Today’s image shows a common geological phenomena that we sometimes encounter on archaeological sites called patterned ground. It looks rather like the ripples you get in the clouds called a Mackerel sky. It is very visible in this picture, taken in 2002, at a site on the cliff top at Ramsgate. The ripples in the ground are actually masking a large Iron Age and Roman enclosure ditch on the left hand side of the picture and a middle Bronze Age mortuary structure comprising a small ring ditch surrounding a group of pits containing pottery vessels and cremated human bone in the north part of the site.
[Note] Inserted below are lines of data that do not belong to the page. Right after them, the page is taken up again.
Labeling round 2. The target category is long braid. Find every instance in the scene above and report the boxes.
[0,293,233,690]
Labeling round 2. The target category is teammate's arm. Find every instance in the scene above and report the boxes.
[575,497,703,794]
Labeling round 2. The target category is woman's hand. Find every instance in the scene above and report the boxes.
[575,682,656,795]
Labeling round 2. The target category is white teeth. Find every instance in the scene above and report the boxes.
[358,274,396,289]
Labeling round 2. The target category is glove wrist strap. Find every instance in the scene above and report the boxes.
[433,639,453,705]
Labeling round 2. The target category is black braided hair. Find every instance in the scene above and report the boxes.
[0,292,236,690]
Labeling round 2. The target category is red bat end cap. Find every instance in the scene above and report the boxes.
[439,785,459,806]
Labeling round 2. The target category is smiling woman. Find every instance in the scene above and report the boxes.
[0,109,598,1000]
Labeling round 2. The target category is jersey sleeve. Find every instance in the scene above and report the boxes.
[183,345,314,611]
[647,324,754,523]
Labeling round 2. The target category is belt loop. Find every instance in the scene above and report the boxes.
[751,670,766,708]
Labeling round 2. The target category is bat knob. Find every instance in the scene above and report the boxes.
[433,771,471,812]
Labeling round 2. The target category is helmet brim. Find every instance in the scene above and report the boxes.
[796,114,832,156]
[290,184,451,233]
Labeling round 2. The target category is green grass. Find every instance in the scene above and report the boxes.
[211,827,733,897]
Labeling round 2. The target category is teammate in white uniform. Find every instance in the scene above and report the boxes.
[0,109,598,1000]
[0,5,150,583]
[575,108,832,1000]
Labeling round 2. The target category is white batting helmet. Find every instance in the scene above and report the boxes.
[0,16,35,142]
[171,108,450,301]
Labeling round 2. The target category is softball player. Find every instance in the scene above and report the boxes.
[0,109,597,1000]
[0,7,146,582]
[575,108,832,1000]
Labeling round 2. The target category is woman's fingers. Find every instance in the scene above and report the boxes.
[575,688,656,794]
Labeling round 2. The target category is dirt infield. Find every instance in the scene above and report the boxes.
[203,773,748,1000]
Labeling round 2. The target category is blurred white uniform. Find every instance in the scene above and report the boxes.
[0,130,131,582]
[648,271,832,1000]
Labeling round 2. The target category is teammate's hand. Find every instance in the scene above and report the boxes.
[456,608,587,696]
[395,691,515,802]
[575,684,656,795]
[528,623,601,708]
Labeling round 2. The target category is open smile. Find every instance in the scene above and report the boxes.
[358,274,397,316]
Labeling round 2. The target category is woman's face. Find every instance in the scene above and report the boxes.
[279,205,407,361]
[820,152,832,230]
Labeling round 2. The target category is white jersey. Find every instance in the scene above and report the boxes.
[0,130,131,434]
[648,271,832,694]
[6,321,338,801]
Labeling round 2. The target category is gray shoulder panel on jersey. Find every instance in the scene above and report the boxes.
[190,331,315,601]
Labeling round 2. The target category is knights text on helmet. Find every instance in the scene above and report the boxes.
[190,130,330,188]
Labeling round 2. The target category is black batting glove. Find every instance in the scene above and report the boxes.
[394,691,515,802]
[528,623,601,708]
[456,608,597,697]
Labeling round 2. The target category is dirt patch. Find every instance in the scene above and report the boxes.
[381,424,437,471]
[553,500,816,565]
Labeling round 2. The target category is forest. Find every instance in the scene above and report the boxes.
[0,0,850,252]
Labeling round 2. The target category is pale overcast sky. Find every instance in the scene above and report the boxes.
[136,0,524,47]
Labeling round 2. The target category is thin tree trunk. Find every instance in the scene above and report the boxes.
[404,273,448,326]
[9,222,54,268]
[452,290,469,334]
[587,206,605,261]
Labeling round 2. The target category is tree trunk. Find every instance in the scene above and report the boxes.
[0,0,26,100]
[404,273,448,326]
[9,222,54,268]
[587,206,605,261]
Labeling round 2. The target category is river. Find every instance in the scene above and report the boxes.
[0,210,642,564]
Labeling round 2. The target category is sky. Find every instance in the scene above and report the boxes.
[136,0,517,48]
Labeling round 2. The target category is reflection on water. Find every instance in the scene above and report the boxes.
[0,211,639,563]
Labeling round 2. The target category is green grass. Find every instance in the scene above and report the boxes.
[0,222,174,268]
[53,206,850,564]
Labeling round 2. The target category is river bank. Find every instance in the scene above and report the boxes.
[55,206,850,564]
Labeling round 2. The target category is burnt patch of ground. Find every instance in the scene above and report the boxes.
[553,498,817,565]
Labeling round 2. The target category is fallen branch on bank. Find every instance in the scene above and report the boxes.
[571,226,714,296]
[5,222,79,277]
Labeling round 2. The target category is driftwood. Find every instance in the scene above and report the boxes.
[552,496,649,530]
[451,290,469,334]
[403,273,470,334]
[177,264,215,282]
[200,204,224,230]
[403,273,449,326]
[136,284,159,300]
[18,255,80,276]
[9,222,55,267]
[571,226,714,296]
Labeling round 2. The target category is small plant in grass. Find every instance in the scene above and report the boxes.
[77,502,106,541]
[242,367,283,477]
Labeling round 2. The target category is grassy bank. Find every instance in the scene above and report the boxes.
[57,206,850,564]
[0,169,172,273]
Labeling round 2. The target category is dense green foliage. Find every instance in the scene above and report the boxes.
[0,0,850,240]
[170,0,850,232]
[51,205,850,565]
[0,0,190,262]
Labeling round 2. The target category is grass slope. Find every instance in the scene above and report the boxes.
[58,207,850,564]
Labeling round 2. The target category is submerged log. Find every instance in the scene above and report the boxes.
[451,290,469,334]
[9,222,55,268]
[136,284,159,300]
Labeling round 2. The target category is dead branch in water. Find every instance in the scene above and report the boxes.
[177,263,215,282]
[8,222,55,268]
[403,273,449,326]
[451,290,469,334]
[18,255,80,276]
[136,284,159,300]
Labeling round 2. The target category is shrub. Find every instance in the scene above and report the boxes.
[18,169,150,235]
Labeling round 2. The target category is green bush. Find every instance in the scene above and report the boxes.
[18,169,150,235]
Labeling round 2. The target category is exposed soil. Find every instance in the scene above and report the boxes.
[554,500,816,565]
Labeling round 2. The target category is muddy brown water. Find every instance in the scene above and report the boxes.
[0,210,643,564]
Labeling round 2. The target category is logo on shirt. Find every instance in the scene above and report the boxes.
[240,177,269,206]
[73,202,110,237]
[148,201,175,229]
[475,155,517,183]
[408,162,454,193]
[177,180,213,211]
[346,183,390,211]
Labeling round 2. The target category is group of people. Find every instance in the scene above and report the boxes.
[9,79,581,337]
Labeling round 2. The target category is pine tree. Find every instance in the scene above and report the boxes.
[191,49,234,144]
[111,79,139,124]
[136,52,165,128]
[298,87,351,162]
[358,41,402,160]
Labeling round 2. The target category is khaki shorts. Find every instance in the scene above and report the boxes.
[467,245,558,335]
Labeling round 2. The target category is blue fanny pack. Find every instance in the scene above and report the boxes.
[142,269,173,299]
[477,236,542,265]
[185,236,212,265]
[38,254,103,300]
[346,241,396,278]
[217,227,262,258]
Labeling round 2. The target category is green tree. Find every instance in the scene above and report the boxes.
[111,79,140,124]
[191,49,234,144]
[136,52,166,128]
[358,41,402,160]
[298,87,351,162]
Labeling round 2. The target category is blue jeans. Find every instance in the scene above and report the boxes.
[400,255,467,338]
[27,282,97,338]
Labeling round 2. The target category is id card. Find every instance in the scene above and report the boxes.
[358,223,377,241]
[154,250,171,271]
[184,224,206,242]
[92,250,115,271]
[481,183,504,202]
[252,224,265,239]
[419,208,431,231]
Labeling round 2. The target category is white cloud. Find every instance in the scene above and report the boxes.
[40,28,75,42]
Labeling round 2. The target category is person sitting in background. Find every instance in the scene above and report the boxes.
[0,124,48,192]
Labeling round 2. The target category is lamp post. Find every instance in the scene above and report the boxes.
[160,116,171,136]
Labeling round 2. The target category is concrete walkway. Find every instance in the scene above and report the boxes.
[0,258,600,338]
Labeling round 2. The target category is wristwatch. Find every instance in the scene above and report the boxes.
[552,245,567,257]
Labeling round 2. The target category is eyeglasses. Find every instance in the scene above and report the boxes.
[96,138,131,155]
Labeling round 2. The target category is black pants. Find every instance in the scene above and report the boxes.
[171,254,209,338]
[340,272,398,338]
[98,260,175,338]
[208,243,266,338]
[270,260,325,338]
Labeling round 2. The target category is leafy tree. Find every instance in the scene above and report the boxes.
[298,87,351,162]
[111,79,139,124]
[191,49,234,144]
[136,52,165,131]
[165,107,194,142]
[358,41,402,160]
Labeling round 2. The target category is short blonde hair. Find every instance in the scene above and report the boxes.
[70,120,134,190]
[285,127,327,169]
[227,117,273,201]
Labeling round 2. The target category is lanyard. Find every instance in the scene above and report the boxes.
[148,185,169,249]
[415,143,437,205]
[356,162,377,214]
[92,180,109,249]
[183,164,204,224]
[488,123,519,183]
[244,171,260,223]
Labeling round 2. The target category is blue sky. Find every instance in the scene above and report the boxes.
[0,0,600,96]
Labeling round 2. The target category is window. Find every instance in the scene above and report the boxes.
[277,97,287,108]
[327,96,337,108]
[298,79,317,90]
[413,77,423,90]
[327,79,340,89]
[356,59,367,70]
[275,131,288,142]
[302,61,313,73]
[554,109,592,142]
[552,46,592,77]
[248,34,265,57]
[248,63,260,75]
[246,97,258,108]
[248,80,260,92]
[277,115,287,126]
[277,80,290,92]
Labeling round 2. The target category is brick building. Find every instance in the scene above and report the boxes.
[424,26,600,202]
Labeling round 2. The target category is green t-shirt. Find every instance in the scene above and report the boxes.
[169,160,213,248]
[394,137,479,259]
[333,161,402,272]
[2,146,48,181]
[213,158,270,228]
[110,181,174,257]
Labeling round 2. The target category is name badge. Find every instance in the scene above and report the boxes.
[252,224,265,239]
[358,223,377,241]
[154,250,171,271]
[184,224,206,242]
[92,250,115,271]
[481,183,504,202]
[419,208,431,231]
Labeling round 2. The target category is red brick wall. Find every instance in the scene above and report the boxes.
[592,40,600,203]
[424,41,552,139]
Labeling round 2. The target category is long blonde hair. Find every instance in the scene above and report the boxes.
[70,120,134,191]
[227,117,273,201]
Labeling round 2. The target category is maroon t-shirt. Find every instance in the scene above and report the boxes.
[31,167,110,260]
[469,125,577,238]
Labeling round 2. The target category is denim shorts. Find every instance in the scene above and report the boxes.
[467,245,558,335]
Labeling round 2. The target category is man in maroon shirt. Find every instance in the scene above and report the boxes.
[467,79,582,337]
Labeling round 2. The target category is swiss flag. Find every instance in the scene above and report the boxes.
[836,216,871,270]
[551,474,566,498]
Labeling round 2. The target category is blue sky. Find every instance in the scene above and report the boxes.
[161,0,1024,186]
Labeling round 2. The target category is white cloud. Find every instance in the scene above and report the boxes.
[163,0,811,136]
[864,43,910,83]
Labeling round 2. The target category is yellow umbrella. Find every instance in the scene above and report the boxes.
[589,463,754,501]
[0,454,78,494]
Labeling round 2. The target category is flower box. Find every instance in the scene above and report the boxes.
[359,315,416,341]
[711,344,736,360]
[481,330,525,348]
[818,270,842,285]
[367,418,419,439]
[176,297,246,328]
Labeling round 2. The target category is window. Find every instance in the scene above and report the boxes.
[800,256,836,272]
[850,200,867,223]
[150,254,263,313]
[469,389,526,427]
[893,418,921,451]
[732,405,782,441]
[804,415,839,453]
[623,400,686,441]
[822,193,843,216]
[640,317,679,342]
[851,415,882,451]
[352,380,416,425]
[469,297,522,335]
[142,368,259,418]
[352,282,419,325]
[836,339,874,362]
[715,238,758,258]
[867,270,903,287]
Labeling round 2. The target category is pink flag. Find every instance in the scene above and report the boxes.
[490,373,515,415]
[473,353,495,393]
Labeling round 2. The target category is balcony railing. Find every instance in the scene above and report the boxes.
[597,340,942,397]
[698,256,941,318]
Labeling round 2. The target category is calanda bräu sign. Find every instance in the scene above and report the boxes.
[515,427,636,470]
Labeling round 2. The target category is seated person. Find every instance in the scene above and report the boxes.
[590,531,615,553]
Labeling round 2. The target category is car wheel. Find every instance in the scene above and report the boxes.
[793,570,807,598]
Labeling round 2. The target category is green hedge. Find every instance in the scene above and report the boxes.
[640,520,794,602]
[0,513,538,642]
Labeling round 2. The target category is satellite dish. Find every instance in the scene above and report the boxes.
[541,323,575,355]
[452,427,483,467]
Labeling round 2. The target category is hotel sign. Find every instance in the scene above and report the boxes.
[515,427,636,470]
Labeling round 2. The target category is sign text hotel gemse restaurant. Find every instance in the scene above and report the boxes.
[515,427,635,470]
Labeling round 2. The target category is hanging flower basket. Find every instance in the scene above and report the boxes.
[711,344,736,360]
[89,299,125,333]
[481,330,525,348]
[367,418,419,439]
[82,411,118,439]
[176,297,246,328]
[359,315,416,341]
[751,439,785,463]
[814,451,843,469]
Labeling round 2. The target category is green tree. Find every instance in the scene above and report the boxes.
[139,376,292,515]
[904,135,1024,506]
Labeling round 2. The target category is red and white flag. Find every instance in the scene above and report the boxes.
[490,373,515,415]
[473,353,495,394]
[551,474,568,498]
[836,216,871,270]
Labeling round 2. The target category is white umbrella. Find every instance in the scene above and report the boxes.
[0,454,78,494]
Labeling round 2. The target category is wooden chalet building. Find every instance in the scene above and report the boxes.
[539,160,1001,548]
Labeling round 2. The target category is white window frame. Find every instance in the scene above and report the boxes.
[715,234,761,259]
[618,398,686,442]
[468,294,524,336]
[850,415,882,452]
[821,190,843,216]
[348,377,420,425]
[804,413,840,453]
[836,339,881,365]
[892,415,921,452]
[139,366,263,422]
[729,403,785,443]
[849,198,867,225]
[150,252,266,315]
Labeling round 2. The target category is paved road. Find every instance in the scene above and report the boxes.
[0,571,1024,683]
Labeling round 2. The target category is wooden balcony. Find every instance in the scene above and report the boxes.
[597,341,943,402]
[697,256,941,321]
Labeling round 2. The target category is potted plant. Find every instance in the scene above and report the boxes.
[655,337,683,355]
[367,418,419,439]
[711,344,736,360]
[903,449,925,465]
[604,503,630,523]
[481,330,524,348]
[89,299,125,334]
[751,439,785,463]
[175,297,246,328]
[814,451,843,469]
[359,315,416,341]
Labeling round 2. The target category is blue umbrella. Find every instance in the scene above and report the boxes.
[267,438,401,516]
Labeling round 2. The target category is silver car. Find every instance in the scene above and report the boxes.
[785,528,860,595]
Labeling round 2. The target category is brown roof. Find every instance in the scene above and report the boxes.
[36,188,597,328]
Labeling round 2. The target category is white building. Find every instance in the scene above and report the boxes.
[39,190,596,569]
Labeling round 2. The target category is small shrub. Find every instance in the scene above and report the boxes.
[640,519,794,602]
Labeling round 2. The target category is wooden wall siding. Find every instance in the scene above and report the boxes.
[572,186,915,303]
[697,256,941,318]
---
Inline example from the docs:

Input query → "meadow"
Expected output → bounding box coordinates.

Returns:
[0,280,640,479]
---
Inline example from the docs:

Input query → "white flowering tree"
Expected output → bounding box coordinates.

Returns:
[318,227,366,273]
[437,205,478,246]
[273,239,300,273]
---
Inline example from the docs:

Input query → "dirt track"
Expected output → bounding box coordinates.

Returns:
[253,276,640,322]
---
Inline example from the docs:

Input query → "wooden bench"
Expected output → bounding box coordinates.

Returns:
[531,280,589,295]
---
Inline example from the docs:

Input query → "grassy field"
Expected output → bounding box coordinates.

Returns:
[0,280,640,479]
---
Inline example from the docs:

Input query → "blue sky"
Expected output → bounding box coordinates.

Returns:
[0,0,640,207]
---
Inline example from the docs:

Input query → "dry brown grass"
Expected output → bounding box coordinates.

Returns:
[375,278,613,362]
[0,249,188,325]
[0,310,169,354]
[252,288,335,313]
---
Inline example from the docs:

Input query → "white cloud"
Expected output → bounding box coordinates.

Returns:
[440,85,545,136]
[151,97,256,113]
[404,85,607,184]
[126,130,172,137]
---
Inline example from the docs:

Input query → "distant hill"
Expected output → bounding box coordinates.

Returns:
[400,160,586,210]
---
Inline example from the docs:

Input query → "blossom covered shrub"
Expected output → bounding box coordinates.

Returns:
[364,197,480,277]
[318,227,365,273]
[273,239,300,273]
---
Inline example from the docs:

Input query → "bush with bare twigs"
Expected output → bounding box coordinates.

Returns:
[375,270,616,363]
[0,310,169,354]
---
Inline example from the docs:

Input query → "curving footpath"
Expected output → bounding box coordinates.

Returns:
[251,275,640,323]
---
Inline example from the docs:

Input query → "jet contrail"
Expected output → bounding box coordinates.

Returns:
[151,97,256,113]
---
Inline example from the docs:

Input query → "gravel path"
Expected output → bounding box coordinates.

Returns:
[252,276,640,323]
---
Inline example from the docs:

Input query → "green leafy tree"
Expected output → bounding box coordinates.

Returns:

Around 21,000 years ago, large areas of patterned ground were formed as the land surface went through cycles of freezing and thawing. Fine clay and silts percolated into the fractures in the chalk producing the linear stripes and polygons that you can see here.
Following on from Saturday’s Environmental Archaeology Workshop, where we processed some samples from a Roman cremation burial, today’s image shows the cremation vessel under excavation alongside an image of the human bone that was extracted from the heavy residue.
The cremation vessel is a large copy of a globular amphora vessel in a local, pink, sandy fabric dating between c. 170-200 AD. The tiny slivers of burnt human bone shown in the right hand side of the image are all that remain of this heavily truncated cremation. The fragments measure between 2 and 10 mm in length and were painstakingly picked out from the heavy residue by hand by the team who took part in the workshop.